If broken it is, fix it you should

Using the powers of the debugger to solve the problems of the world - and a bag of chips    by Tess Ferrandez, ASP.NET Escalation Engineer (Microsoft)

ASP.NET Quiz Answers: Does Page.Cache leak memory?

ASP.NET Quiz Answers: Does Page.Cache leak memory?

  • Comments 14

A few days ago I posted a question I had gotten on email (look here for complete post):

 

"We use Page.Cache to store temporary data, but we have recently discovered that it causes high memory consumption. The bad thing is that the memory never goes down even though the cache items have expired, and we suspect a possible memory leak in its implementation.

We have created this simple page:

protected void Page_Load(object sender, EventArgs e){
     this.Page.Cache.Add(Guid.NewGuid().ToString(), Guid.NewGuid().ToString(), null, DateTime.MaxValue, TimeSpan.FromMinutes(1),
                                       CacheItemPriority.NotRemovable, new CacheItemRemovedCallback(this.OnRemoved));
}

public void OnRemoved(string key, object value, CacheItemRemovedReason r)
{
          value = null;
}

Which we stress with ACT (Application Center Test) for 5 minutes. Memory usage peaks at 450 MB, and after some time it decreases to 253 MB, but never goes down completely even though we waited for 10 minutes after the stress test. Our expectation is that the memory should go down to about 50-60 MB.

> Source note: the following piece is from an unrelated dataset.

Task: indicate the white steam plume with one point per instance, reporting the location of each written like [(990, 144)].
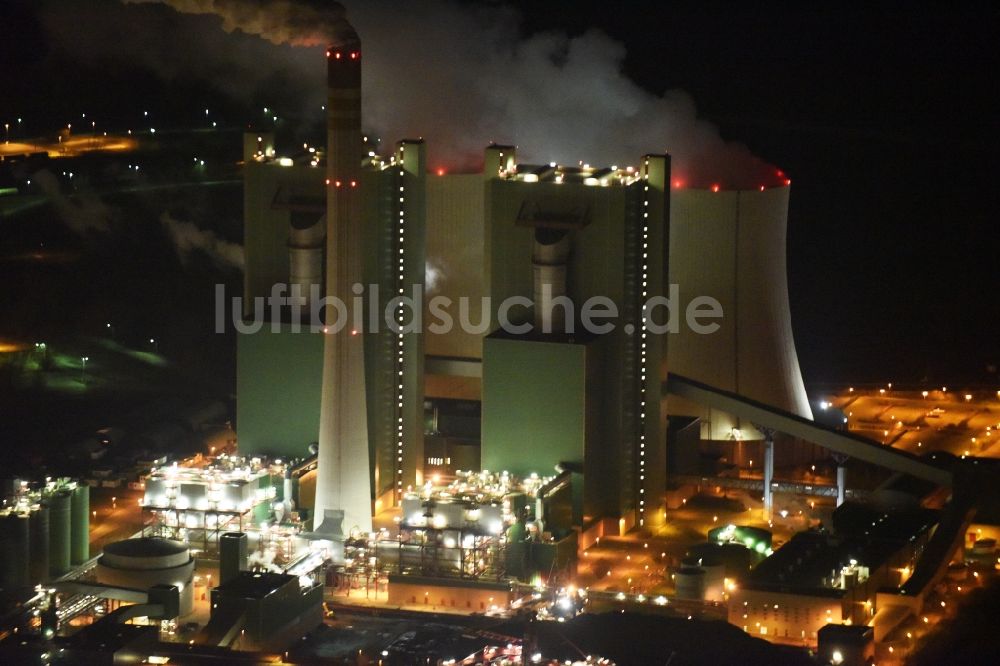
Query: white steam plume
[(458, 75), (188, 238)]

The question is does the above scenario fall into the category of memory leaks?"

I had thoroughly enjoyed the quizzes that Rico Mariani and Mike Stall had on their blogs, so I did a copy cat... and I have to say I really liked the results, both because I thought the answers were really good and contained details that I would probably have missed, and also because it brought up some new questions that I didn't think off. 

If you haven't looked at the quiz yet, I would recommend you do, and especially the comments...

Answers/Summary:

Before I start, I want to say that I am not so naive that I claim that our products are completely bug free, no software ever is... but when I get a proof and don't agree with the results (especially when it is such a commonly used feature as Cache) I get as suspicious as Dr. House:) and start scrutinizing the test.  This is partially why I brought this question up as a post to begin with... I.e. because I think it is important that in any situation where you do a stress test or a proof of concept it is very important that you know the underlying platform in order to interpret the results correctly.

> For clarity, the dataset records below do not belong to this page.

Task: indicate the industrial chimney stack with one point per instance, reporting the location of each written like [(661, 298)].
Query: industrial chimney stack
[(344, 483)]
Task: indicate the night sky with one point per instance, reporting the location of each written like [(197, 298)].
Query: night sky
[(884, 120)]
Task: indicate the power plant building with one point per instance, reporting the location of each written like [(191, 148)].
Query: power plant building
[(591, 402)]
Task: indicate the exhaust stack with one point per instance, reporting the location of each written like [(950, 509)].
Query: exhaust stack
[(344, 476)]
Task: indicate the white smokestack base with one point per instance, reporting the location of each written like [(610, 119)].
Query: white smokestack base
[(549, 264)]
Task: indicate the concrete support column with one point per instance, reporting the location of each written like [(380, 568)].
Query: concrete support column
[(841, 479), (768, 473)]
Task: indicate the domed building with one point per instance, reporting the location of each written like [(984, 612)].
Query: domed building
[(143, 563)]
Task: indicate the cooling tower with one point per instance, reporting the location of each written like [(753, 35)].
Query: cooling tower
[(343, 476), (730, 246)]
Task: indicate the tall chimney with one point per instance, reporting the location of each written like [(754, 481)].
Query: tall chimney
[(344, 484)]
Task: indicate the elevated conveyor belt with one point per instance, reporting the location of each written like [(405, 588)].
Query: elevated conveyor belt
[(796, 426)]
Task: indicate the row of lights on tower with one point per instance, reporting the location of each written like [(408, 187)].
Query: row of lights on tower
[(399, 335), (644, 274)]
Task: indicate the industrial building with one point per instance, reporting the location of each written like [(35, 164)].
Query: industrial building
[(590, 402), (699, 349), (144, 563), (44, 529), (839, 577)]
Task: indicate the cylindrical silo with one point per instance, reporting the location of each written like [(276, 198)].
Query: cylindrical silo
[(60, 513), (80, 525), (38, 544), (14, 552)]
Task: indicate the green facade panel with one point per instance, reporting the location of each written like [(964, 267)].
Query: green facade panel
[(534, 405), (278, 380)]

As I mentioned there were a lot of good comments on the quiz, as well as many good questions so I will divide the points into different sections. 

1. The CacheItemRemovedCallback
2. The stress test and garbage collection
3. Sliding Expiration and Absolute Expiration 
4. CacheItemPriority.NotRemovable
5. Page.Cache vs. Cache vs. Application
6. Real-life scenario vs. Stress test for Proof
7. A small comment on timers

The CacheItemRemovedCallback

The first thing I noticed when looking at the results given was that 450 MB seemed like an insane amount for this tests.  Even if nothing was removed from cache, the items stored in cache (GUID's) are relatively small and would never amount to that much, so something smells very fishy.  As Matt correctly pointed out in this comment, we are running into an issue where we are connecting an instance eventhandler with a cache object, which effectively causes us to cache the whole page and all its contents. 

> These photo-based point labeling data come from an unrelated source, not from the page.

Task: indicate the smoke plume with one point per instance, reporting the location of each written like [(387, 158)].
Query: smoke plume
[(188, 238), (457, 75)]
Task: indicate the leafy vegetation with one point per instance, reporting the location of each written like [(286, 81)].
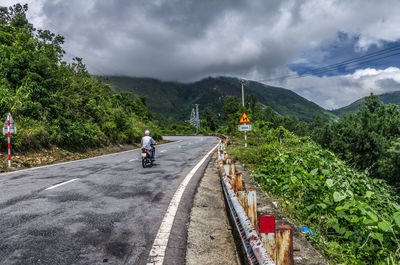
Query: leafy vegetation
[(56, 103), (176, 99), (356, 218), (368, 139), (387, 98)]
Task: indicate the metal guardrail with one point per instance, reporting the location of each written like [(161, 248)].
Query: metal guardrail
[(252, 245)]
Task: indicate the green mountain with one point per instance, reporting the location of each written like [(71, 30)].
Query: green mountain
[(387, 98), (177, 99)]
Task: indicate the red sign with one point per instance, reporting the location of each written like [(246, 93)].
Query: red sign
[(267, 224)]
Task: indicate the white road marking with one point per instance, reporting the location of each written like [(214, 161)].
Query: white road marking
[(157, 252), (79, 160), (58, 185)]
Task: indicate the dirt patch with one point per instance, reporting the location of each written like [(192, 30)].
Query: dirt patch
[(210, 239)]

To get more info about this see my earlier post about "the eventhandlers that made the memory balloon".  In this particular case it is not necessary to set the value to null. The GUID will be un-rooted when it is removed.  If you have a situation where you do need to dispose the object that is stored in cache, you would have to use a static eventhandler of some kind.

Performing this minor change we can get the same stress test to peak at 50 MB instead of 450, which is a major improvement. But even still the objects are not removed from memory when the cache expires... so on to the next point...

The stress test and garbage collection

When doing a stress test like this it is very important to understand a few things.  The first is how to interpret the results and the second is to understand the platform we are working with and the behavior of the garbage collector.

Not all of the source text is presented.